– У меня для тебя подарок. Смотри! – И протянул ей коричневую пластмассовую коробку.
Алина не знала, что делать: дёрнула рукой, чтобы взять, но испугалась и быстро прижала обе руки к телу.
– Бери, бери. Это тебе.
Она сделала крохотный шажок. Подрагивающими пальцами взяла шкатулку и долго рассматривала, поворачивая так и этак. А потом прозрачной пластмассовой крышкой поймала солнечный зайчик. И засмеялась. Смех у неё оказался красивый, совсем негромкий, очень искренний.
– Открой, – предложил я.
Алина не поняла. Тогда я взял шкатулку (Алина отдала её доверчиво, даже не подумав, что я могу отобрать) и открыл сам. Моргнул огонёк, и посыпались хриплые электронные ноты. В этот раз со дна шкатулки поднялась ещё и куколка в розовом платье. Алина напряглась, а потом распахнула глаза и задышала часто-часто, сглатывая и дрожа.
– Что такое?!
Ира в наушнике уже отдавала приказы; дверь хлопнула, в комнате тут же появились медики. Но Алина вдруг успокоилась и снова рассмеялась. Посмотрела на меня, совершенно не замечая остальных. Произнесла отчётливо и весело:
– Поющий кристалл.
Вот это точно швах. Уволят сегодня же. Нашёл, что ей принести!
Боковым зрением я заметил, как к нам медленно движется кто-то из медсестёр. Плавно вскинул руку: стоп! Человек в халате остановился. Алина, не обращая внимания, поднесла шкатулку к глазам, потом к уху.
– Совсем как во сне.
Фразы были короткие, но, если не знать, что их произносит девушка, которой ещё месяц назад диагностировали необратимое ментальное расстройство, – можно было вполне принять их за обыкновенную речь.
– Спроси у неё что-нибудь, – прошептала Ира. – Выведи на разговор!

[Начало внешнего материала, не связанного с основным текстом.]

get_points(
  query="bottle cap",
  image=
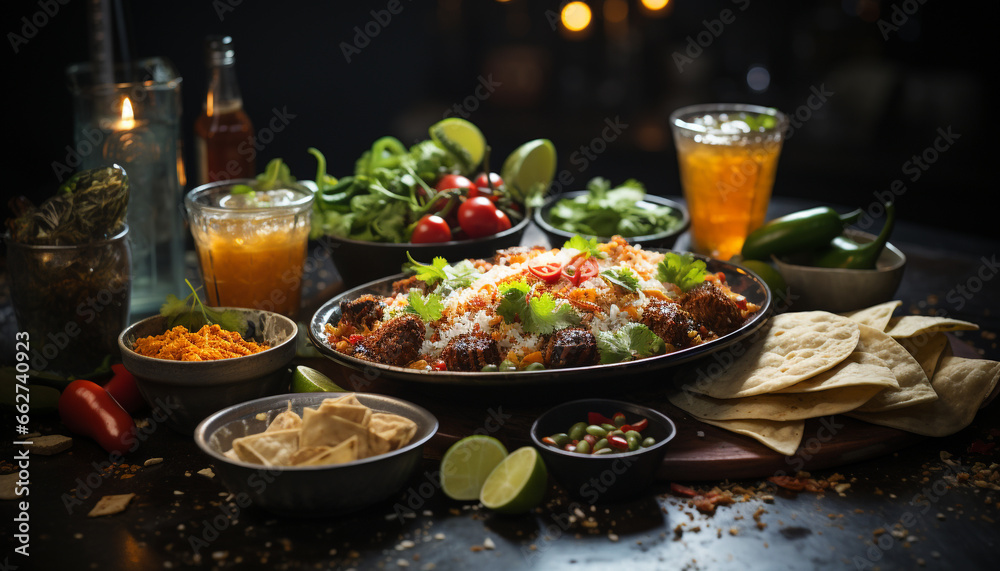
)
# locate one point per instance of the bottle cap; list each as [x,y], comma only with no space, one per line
[219,50]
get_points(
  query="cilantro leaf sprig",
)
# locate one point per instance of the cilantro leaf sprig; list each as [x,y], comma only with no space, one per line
[683,270]
[587,247]
[193,314]
[628,342]
[428,308]
[538,314]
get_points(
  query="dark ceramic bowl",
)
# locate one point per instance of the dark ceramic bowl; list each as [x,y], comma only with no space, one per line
[360,262]
[311,491]
[666,239]
[188,391]
[837,290]
[602,478]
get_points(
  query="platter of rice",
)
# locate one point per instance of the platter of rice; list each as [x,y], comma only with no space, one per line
[584,311]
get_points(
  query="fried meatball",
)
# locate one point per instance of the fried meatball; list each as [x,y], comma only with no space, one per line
[711,307]
[573,347]
[471,352]
[365,311]
[397,342]
[671,323]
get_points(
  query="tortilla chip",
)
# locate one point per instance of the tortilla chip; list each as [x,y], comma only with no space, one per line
[781,407]
[877,316]
[110,505]
[782,437]
[912,325]
[961,385]
[398,430]
[320,429]
[795,346]
[914,385]
[267,448]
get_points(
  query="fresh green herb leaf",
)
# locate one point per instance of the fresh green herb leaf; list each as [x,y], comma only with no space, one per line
[587,247]
[683,270]
[429,307]
[193,314]
[622,277]
[542,314]
[628,342]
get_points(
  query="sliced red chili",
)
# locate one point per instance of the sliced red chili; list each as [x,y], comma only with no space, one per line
[548,272]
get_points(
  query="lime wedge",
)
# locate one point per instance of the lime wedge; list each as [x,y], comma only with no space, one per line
[467,463]
[529,170]
[517,484]
[462,139]
[309,380]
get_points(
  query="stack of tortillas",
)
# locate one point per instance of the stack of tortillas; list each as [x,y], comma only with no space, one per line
[892,371]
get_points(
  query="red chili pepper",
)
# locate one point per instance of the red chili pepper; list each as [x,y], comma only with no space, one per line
[87,409]
[597,418]
[547,272]
[123,388]
[680,490]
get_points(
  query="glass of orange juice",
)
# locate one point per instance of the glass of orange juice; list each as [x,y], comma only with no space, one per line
[728,155]
[251,245]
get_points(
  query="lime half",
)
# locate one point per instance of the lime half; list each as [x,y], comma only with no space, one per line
[529,170]
[462,139]
[309,380]
[467,463]
[517,484]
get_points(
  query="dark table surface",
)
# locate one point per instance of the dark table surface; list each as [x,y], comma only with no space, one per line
[932,504]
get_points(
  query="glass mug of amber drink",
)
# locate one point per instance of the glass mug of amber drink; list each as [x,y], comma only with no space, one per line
[251,244]
[728,155]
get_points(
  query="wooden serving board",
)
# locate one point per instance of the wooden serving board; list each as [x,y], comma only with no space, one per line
[699,452]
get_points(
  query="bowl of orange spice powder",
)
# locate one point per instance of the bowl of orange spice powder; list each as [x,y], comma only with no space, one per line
[186,376]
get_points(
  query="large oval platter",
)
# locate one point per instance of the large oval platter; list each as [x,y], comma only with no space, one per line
[740,280]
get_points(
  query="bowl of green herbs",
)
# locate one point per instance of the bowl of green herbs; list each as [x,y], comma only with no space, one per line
[604,210]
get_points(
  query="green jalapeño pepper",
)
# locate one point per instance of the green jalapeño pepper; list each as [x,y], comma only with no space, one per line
[801,231]
[846,253]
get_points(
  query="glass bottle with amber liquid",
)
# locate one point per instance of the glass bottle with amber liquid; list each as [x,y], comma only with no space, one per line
[224,135]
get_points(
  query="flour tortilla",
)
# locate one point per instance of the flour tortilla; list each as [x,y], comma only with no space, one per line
[794,347]
[913,325]
[914,385]
[781,407]
[961,384]
[782,437]
[927,350]
[876,316]
[860,368]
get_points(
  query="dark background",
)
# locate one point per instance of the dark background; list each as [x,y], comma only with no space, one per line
[890,91]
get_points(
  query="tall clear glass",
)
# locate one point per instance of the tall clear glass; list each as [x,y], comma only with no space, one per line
[728,157]
[136,124]
[252,246]
[72,301]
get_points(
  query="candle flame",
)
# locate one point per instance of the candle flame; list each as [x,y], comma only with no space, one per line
[128,116]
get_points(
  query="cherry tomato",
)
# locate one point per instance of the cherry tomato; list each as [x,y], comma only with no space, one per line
[580,270]
[481,187]
[450,181]
[547,272]
[431,228]
[477,217]
[503,223]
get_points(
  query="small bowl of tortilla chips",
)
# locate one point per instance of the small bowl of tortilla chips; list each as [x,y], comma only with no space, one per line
[316,454]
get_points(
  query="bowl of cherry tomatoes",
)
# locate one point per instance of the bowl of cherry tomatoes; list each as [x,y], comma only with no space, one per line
[473,218]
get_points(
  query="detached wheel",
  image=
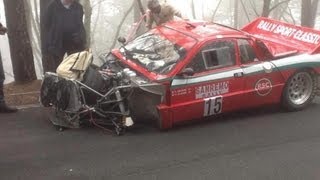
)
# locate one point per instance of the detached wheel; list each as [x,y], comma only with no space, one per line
[299,91]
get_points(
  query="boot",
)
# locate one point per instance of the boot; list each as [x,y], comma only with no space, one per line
[4,108]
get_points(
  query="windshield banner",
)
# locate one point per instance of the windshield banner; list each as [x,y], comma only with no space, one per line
[297,37]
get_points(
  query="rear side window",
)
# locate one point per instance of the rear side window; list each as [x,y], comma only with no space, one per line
[214,55]
[247,53]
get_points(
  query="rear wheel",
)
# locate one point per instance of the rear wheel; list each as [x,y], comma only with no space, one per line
[299,91]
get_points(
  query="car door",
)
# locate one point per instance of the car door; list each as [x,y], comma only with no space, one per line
[215,87]
[263,81]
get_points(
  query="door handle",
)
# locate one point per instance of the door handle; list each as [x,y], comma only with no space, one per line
[238,74]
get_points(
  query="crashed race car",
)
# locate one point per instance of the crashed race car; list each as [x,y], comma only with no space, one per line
[185,70]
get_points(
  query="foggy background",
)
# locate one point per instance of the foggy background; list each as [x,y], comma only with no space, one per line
[107,15]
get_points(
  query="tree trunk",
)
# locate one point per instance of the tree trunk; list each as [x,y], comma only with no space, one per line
[193,9]
[20,45]
[43,7]
[87,19]
[308,12]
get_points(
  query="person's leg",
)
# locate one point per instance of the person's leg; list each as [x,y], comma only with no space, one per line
[3,106]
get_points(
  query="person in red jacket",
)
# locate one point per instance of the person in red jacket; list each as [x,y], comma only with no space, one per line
[4,108]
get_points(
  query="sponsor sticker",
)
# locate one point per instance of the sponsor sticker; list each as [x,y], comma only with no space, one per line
[263,87]
[211,90]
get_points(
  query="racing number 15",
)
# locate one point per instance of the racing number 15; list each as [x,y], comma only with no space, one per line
[212,106]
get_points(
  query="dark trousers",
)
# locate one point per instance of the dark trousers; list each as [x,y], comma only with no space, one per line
[1,81]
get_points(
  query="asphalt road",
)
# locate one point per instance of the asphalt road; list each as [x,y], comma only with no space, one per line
[259,144]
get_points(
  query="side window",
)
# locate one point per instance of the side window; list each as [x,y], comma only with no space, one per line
[214,55]
[247,53]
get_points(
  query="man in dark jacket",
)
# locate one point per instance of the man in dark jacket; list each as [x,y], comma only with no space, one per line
[3,106]
[64,31]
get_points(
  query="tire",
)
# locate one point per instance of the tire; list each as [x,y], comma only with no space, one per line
[299,91]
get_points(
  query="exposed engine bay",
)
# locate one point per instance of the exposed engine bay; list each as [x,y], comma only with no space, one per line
[109,97]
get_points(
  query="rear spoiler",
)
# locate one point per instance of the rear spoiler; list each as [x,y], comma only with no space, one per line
[290,37]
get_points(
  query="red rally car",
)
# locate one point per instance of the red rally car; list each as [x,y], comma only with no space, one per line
[186,70]
[205,69]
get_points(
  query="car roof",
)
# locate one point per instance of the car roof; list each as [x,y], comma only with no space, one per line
[203,30]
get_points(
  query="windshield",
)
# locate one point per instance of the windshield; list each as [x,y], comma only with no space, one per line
[154,52]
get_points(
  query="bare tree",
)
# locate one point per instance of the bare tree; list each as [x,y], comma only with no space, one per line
[43,8]
[308,12]
[20,45]
[121,24]
[87,19]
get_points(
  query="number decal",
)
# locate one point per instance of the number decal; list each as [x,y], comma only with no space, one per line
[212,106]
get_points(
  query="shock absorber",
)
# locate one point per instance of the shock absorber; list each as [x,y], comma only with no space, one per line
[121,104]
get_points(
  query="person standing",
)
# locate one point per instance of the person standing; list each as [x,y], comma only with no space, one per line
[4,108]
[65,32]
[160,13]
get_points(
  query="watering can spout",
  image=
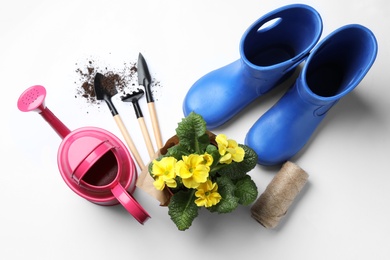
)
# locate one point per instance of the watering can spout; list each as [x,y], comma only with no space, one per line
[33,99]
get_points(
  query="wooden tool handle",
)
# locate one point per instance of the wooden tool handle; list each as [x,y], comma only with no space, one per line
[156,127]
[129,141]
[146,136]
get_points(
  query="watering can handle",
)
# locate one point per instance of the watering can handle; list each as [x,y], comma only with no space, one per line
[130,204]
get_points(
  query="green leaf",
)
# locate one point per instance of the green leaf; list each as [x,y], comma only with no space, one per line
[236,170]
[229,201]
[246,190]
[177,151]
[191,132]
[183,209]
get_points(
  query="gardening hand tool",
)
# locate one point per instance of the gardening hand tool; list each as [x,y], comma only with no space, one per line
[104,92]
[134,97]
[333,69]
[270,50]
[93,162]
[145,80]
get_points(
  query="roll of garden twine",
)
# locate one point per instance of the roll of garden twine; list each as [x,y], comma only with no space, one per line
[273,203]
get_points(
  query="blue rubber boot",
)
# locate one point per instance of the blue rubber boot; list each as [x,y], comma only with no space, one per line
[333,69]
[270,50]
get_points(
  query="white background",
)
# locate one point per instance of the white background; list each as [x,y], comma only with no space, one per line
[342,213]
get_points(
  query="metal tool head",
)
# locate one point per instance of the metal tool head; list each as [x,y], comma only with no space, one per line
[133,96]
[144,77]
[105,87]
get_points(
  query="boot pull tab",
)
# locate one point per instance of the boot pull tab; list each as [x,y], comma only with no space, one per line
[322,110]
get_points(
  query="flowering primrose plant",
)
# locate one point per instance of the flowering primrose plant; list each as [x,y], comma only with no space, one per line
[203,170]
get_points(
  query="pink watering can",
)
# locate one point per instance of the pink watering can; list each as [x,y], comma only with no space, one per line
[93,162]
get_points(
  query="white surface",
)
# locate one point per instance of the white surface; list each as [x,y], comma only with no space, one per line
[342,213]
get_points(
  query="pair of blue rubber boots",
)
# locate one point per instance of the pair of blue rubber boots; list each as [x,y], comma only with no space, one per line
[270,51]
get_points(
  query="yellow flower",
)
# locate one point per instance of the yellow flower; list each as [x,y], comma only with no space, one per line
[208,159]
[207,194]
[163,172]
[193,170]
[229,150]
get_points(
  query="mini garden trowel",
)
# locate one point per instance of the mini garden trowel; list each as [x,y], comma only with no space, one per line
[104,91]
[145,80]
[133,98]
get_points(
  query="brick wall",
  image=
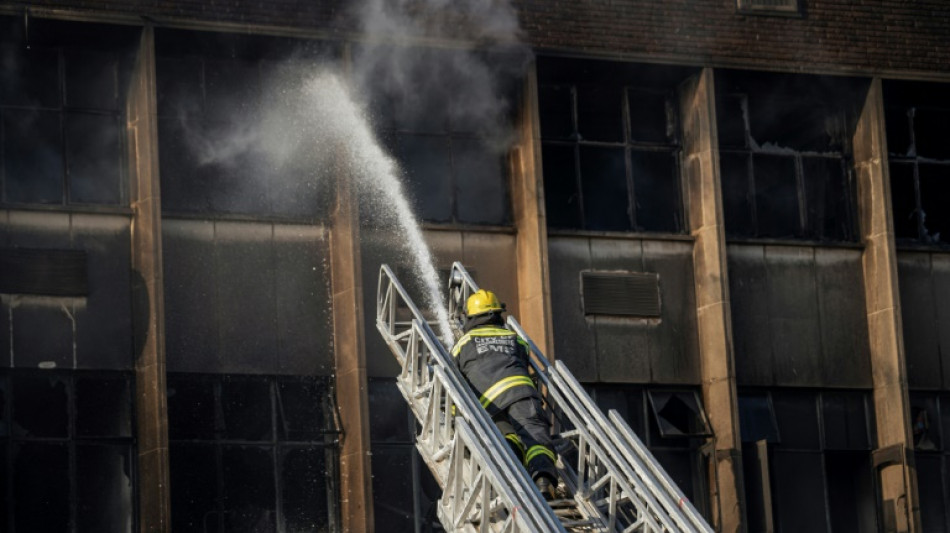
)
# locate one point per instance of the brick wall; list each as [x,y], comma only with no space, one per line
[861,36]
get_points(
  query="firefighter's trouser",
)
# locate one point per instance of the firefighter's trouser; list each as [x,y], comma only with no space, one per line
[526,430]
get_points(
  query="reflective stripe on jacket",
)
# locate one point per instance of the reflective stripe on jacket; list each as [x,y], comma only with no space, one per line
[495,362]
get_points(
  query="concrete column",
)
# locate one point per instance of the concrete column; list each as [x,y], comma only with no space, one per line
[703,195]
[527,199]
[356,496]
[894,456]
[148,292]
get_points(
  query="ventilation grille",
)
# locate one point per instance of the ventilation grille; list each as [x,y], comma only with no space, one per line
[623,294]
[770,6]
[44,272]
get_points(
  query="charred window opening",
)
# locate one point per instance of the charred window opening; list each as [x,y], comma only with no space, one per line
[405,494]
[918,144]
[807,461]
[447,116]
[247,449]
[785,155]
[62,99]
[770,7]
[68,451]
[672,424]
[930,424]
[610,146]
[232,124]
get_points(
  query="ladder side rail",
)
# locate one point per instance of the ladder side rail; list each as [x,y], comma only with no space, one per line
[638,460]
[417,347]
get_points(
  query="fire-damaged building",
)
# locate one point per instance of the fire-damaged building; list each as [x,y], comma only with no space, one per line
[727,217]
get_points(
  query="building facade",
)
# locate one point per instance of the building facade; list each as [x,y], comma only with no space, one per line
[727,218]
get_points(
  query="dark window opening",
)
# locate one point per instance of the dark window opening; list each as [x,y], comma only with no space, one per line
[450,117]
[610,146]
[62,99]
[224,105]
[785,155]
[919,155]
[930,424]
[252,453]
[405,494]
[67,454]
[621,293]
[818,476]
[673,426]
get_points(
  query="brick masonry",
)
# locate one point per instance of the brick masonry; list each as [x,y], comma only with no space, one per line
[892,38]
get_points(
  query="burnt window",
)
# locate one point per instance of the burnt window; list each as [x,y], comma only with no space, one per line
[806,460]
[446,116]
[233,126]
[918,146]
[785,159]
[930,423]
[62,99]
[610,146]
[247,449]
[405,494]
[68,454]
[672,424]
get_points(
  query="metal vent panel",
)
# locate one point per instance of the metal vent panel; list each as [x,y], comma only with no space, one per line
[769,6]
[621,293]
[44,272]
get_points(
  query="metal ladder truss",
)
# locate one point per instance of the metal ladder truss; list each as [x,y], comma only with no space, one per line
[614,479]
[484,489]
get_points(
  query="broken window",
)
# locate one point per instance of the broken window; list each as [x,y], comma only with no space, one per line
[807,461]
[62,96]
[671,423]
[930,426]
[918,145]
[610,146]
[246,449]
[785,157]
[679,414]
[68,451]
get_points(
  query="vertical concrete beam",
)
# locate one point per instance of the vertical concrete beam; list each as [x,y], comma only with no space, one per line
[888,369]
[356,495]
[527,198]
[148,292]
[704,198]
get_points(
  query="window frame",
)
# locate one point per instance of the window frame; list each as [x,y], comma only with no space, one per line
[576,143]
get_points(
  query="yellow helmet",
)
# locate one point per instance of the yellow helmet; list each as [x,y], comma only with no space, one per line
[481,302]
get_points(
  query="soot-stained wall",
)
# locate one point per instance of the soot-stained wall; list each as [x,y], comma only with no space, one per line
[624,349]
[489,256]
[798,316]
[88,332]
[246,297]
[924,280]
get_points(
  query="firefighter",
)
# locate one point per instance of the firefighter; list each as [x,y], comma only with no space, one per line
[494,360]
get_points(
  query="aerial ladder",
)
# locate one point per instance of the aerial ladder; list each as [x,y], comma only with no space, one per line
[609,481]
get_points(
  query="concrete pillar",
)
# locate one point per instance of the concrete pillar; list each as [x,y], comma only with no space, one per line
[356,495]
[894,456]
[148,293]
[527,199]
[704,198]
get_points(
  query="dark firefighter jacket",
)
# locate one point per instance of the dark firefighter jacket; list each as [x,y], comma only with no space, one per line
[495,362]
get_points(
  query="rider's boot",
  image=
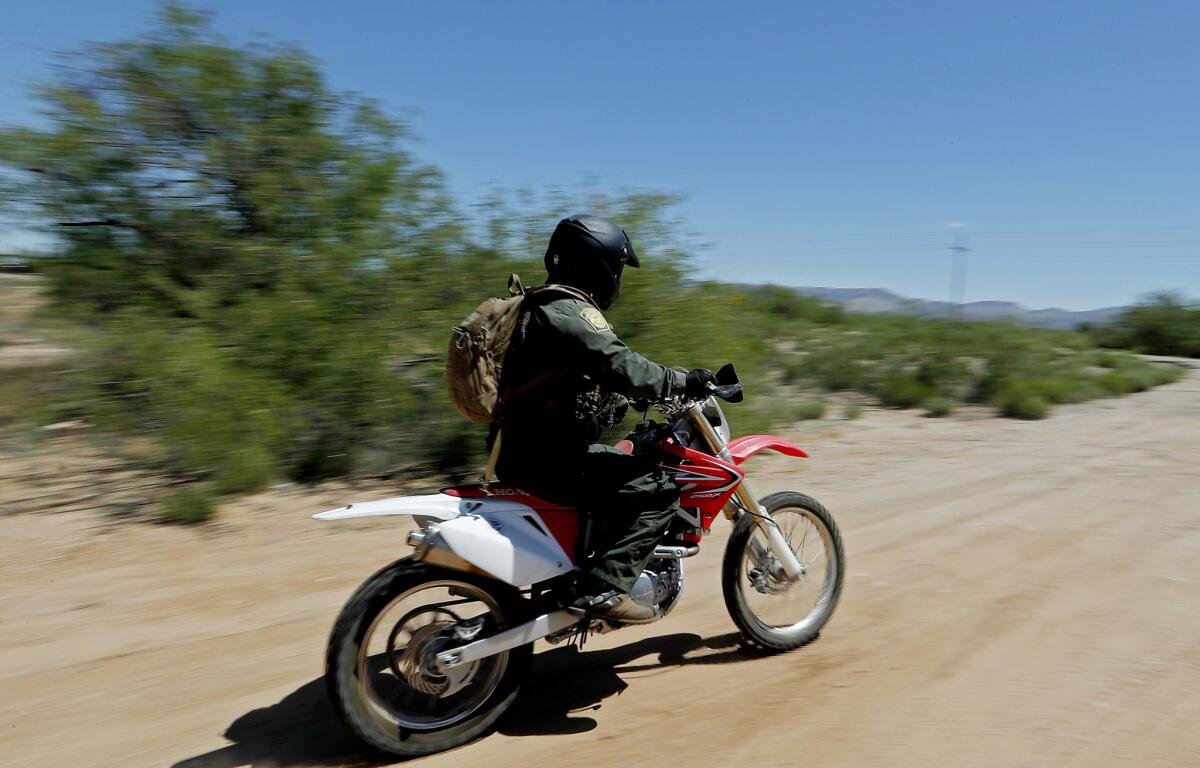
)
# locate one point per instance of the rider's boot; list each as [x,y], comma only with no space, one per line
[599,600]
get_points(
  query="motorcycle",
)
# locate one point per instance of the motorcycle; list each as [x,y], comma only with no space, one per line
[431,651]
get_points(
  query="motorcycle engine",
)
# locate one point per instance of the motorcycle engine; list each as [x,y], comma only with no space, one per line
[659,586]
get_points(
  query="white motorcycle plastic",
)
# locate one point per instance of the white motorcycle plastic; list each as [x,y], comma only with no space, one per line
[430,652]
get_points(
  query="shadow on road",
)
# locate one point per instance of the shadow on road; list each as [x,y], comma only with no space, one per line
[301,730]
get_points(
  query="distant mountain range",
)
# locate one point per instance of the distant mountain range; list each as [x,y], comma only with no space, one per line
[876,301]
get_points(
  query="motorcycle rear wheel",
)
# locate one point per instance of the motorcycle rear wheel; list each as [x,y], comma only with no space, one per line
[771,611]
[390,695]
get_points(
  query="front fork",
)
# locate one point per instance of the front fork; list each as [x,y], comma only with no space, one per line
[747,504]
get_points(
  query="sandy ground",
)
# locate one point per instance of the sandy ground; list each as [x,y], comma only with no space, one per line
[1018,594]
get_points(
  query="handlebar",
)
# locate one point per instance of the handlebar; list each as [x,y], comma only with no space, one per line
[726,385]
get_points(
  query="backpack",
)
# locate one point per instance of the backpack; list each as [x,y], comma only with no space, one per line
[478,346]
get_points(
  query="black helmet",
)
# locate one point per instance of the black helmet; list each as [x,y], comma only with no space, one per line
[588,252]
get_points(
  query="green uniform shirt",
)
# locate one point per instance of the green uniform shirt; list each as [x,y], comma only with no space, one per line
[563,349]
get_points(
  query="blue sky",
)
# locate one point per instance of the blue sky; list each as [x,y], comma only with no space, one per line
[817,144]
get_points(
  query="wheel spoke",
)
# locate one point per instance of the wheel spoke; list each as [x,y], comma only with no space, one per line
[777,605]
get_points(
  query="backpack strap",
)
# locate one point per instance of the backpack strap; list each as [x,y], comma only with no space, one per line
[559,288]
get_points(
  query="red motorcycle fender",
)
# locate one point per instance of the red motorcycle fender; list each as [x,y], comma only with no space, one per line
[745,447]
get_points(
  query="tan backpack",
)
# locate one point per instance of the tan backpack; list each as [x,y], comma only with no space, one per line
[478,347]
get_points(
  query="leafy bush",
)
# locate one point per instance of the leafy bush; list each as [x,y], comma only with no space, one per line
[269,281]
[810,409]
[1020,400]
[1163,324]
[901,390]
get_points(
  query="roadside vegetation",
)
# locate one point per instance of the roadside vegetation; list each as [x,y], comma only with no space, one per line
[261,277]
[1163,324]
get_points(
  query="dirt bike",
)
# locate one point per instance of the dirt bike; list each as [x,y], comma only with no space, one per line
[430,652]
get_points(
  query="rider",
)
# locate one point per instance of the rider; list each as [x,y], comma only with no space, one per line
[561,375]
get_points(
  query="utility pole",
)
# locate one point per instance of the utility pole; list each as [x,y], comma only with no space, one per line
[959,274]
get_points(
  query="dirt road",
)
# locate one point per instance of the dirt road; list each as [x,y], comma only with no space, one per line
[1018,594]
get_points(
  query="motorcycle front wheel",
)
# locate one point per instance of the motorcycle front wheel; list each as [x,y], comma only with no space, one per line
[771,610]
[381,669]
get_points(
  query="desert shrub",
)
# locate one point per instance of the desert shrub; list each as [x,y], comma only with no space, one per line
[901,390]
[810,409]
[1020,400]
[1162,324]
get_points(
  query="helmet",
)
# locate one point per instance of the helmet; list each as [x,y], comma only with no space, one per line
[589,253]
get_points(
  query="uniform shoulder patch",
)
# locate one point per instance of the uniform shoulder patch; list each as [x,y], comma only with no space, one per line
[592,317]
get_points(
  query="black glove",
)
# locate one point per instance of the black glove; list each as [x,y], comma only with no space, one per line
[699,383]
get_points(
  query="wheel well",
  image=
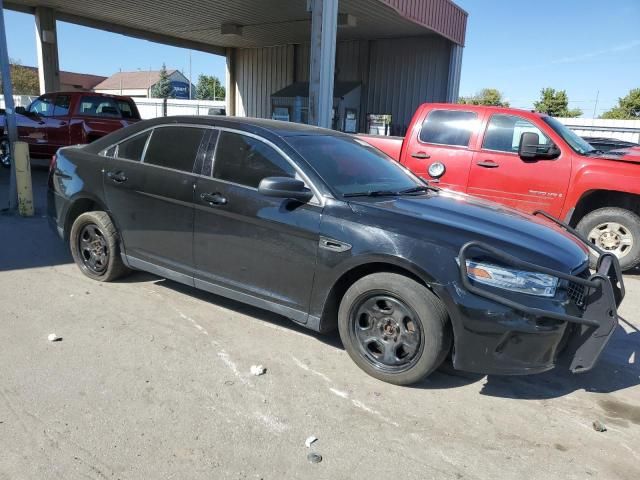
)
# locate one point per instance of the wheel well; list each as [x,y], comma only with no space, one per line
[329,319]
[78,207]
[595,199]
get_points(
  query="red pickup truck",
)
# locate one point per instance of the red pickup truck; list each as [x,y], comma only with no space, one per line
[528,161]
[59,119]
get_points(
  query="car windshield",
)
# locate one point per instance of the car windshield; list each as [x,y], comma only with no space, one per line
[350,166]
[569,136]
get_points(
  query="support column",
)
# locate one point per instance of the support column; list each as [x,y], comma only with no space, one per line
[455,70]
[324,27]
[10,114]
[230,81]
[47,46]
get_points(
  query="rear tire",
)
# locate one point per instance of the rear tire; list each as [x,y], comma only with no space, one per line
[394,328]
[95,248]
[616,230]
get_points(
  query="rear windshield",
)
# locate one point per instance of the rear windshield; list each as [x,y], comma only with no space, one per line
[96,106]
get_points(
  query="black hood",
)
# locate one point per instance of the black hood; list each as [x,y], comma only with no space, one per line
[455,219]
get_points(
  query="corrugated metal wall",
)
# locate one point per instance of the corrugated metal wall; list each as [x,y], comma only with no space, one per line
[259,73]
[405,72]
[397,74]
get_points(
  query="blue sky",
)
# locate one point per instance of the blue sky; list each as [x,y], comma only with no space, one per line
[582,46]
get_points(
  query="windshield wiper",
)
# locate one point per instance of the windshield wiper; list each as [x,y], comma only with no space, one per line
[372,193]
[419,189]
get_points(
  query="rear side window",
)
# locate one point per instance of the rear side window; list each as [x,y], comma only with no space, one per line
[449,127]
[99,107]
[132,148]
[61,108]
[246,160]
[174,147]
[504,132]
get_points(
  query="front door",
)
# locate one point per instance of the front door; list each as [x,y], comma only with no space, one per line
[149,185]
[262,247]
[499,174]
[444,138]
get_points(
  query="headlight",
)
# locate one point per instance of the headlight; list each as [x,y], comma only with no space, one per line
[521,281]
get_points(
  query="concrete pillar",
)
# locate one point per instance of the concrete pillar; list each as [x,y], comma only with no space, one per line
[455,70]
[324,26]
[47,46]
[230,81]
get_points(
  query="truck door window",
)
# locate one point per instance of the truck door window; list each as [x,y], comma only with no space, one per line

Легко сказать! Я показал на шкатулку и произнёс:
– Это музыкальная шкатулка. Знаешь, что это за музыка?
– Как во сне, – повторила Алина, глядя на меня с ласковой, весёлой улыбкой.
– Как-нибудь можно сходить на концерт. Хочешь? Это место, где играют много разной музыки.
– Это будет прелестно, – совершенно серьёзно ответила она. Я не понял, себе она говорила или мне.
– Отвлекитесь от музыки, – велела Ирина. – Спроси что-то другое.
– Э-э… Алин. Как настроение?
Она, кажется, не поняла вопроса. Я подумал, что она похожа на маленького ребёнка, который только-только научился говорить и чутьём угадывает значения незнакомых слов – многих, но не всех.
– Как настроение? Что ты чувствуешь? Внутри?
Её лицо просветлело, как будто она поняла. Но ответила Алина совсем невпопад:
– Зелёная река и красивые травы. Жёлтые пятна. Как… как… – Она покрутила головой и наконец заметила толпу в дверях. Отбежала в угол и затихла там, отвернувшись к стене.
Медики бесшумно вышли – видимо, по приказу Ира. Ей было всего тридцать, нашей чудесной начальнице, но в этом крыле института её слушались беспрекословно.
В лаборатории стало тихо; тихо и солнечно. Часы показывали начало седьмого, и лучи были совсем нежаркие, ласковые, как Алинина улыбка. Я подошёл, коснулся её плеча кончиками пальцев.
– Испугалась? Это врачи.
Она не желала откликаться. Сжалась, напряглась так, что под футболкой проступили лопатки.
– Они тут, чтобы беречь тебя. Чтобы ты не болела.
– Я не болею, – пробормотала Алина. Плечи у неё слегка расслабились, но она по-прежнему не хотела повернуться ко мне лицом.
– Давай сядем.
Я подал пример: первым уселся на жёсткую скользкую кушетку. Алина, помедлив, села рядом. Шкатулку она сжимала в руках. Некоторое время мы сидели молча; затем она снова принялась вертеть шкатулку, пуская блики. Наигравшись, показала пальцем на бело-золотистое пятно на стене.